Hardin and Hamill [149] investigated the effects of specific footwear features (soft-, mid-, and hard-midsole) during DR. Following a 30-min treadmill DR session (slope: − 12%; speed: 12.2 km h−1), no difference was reported between midsole conditions on leg shock and EIMD.

In parallel, additional cushioning provided by maximalist shoes has been claimed by manufacturers to provide shock absorption during running, potentially reducing the impact loading and the risk of injury. However, wearing maximalist shoes might not be capable of reducing the impact loading on a level surface and might even increase the external impact loading during short DR treadmill sessions [253].

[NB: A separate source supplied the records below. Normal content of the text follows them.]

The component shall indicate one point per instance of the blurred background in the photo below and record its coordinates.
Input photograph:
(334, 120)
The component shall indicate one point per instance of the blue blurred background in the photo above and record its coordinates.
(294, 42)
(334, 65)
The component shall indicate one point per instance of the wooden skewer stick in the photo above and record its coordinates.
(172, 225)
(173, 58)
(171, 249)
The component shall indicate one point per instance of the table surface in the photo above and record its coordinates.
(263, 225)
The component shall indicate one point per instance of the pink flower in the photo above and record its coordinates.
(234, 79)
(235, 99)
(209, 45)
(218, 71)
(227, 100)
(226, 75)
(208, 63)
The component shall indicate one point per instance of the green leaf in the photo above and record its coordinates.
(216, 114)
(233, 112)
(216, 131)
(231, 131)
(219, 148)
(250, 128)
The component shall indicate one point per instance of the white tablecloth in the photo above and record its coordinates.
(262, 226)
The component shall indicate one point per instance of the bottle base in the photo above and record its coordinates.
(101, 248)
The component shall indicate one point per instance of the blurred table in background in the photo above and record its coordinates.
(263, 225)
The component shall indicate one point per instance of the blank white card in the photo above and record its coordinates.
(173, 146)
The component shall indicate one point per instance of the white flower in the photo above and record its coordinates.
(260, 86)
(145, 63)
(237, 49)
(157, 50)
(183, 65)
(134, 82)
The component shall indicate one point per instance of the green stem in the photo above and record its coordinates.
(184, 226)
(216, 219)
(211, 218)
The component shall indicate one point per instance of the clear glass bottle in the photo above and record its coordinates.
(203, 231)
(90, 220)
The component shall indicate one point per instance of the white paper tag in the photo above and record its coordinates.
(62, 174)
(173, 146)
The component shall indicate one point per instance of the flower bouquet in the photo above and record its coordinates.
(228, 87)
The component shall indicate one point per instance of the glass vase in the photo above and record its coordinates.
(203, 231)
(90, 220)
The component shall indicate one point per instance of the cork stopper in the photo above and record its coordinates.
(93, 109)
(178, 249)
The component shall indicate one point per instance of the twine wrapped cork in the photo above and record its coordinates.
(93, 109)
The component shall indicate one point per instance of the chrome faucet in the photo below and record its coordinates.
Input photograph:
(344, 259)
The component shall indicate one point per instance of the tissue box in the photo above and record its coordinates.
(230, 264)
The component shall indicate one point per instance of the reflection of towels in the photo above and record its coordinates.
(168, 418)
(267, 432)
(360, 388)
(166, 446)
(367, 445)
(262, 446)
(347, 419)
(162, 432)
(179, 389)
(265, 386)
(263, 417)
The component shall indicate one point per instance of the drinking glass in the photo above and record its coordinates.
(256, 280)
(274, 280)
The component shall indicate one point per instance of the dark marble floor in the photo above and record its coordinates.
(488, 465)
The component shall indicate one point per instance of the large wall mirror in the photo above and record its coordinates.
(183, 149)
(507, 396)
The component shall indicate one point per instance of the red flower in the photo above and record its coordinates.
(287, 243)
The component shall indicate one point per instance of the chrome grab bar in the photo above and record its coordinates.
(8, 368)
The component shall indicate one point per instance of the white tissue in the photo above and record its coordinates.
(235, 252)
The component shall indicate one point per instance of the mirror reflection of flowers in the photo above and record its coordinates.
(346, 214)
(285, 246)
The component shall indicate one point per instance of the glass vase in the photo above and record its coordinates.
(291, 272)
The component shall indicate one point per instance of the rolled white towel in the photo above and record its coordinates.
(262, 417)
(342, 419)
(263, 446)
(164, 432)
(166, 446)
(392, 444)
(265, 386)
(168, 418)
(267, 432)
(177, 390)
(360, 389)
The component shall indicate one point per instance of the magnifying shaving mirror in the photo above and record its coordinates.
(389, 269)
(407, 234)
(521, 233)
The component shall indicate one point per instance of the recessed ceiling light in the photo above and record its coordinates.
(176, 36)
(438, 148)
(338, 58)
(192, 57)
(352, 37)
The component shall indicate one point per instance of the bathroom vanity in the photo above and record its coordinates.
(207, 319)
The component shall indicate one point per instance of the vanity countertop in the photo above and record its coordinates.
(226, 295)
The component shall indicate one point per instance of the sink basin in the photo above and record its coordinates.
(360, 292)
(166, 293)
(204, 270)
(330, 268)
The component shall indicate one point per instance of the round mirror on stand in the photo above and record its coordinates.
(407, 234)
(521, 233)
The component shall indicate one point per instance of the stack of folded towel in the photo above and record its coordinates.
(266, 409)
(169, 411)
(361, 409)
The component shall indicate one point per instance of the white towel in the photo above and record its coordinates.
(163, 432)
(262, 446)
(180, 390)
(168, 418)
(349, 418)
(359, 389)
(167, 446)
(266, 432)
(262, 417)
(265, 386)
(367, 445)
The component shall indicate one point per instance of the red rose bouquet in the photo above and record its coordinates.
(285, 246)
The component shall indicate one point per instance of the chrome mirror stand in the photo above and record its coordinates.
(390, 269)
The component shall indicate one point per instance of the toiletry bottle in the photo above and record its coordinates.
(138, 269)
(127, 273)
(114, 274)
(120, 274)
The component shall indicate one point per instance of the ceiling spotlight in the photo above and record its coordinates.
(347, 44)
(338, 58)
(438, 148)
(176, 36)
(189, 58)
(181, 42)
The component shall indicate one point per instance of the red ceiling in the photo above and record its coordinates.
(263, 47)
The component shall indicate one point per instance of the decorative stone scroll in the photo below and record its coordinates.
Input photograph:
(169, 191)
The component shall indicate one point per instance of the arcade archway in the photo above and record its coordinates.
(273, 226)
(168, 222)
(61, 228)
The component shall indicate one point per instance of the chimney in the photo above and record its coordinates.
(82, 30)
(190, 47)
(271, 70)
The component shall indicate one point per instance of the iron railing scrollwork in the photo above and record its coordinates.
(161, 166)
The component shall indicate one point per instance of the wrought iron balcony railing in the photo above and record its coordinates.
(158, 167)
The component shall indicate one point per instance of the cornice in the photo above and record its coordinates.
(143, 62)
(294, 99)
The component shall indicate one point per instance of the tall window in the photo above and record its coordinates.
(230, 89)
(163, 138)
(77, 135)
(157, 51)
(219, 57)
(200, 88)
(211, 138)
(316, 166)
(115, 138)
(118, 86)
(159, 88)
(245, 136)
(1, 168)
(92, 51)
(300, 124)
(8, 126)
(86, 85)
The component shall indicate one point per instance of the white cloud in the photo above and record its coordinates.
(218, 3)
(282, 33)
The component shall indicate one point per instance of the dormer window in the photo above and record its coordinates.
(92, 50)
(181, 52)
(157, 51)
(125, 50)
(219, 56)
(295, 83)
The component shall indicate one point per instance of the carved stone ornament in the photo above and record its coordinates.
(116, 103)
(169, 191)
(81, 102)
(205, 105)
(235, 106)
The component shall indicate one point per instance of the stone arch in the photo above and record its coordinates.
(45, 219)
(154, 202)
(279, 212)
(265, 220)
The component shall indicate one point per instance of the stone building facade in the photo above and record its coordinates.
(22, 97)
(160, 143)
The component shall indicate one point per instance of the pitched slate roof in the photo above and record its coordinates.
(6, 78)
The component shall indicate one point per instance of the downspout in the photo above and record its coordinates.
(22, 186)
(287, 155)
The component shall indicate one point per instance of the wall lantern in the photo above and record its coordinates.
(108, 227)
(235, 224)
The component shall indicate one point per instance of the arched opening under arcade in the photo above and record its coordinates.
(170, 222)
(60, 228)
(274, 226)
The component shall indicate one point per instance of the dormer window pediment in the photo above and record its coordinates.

In summary, current scientific evidence suggests that running footwear is the least effective in-situ strategy to limit the physiological alterations induced by DR. So far, the “metabolic saving” conferred by minimalist shoes has only been recorded in flat running and on non-fatigued muscles.

5 Conclusion

Downhill running (DR) is a whole-body exercise characterised by a high proportion of eccentric-biased muscle actions well known to induce muscle damage (EIMD) including neuromuscular fatigue, and ensuing alterations in exercise performance. These physiological alterations generally persist for several days after exercise with a peak recorded between immediately post and 96-h post exercise, depending on the variable that is monitored. Our review shows that in the majority of studies conducted so far, EIMD was assessed through isometric maximal voluntary contraction, blood CK and DOMS, with DR characteristics (slope, exercise duration, and running speed) acting as the main influencing factors. In previous studies, the median (Q1; Q3) slope, exercise duration, and running speed were − 12% (− 15%; − 10%), 40 min (30 min; 45 min) and 11.3 km h−1 (9.8 km h−1; 12.9 km h−1), respectively. The training level, and specifically that being used to train on DR sections, can also greatly influence the magnitude of EIMD and must be considered in future studies. Other factors including age and sex might influence the response to DR, though evidence is lacking. Moreover, our analysis highlights the large variety of protocols using the DR model, which prohibits firm conclusions about the factors most responsible for muscle damage and fatigue in DR. In this regard, there is a need for further high-quality research using a consistent approach in the assessment of muscle damage.

The final aim of this review was to gather scientific evidence on strategies implemented in the field to limit EIMD and thus better adapt to DR. We identified two types of strategies; (1) pre-exercise strategies that mainly consist of prior exposure to DR; (2) in-situ strategies that involve the use of specific sportswear (lower limb compression garments and running shoes), and/or voluntary modifications in stride and foot strike patterns. Current scientific evidence shows that prior exposure to DR is the most effective strategy to limit the magnitude of EIMD as a result of the so called “repeated bout effect”. Amongst in-situ strategies, CGs present the most potential but additional studies are required to confirm these findings and understand the underlying mechanisms. Finally, despite a growing interest in the development of innovative running shoes, current data, albeit limited, do not show any influence on the adaptation to DR.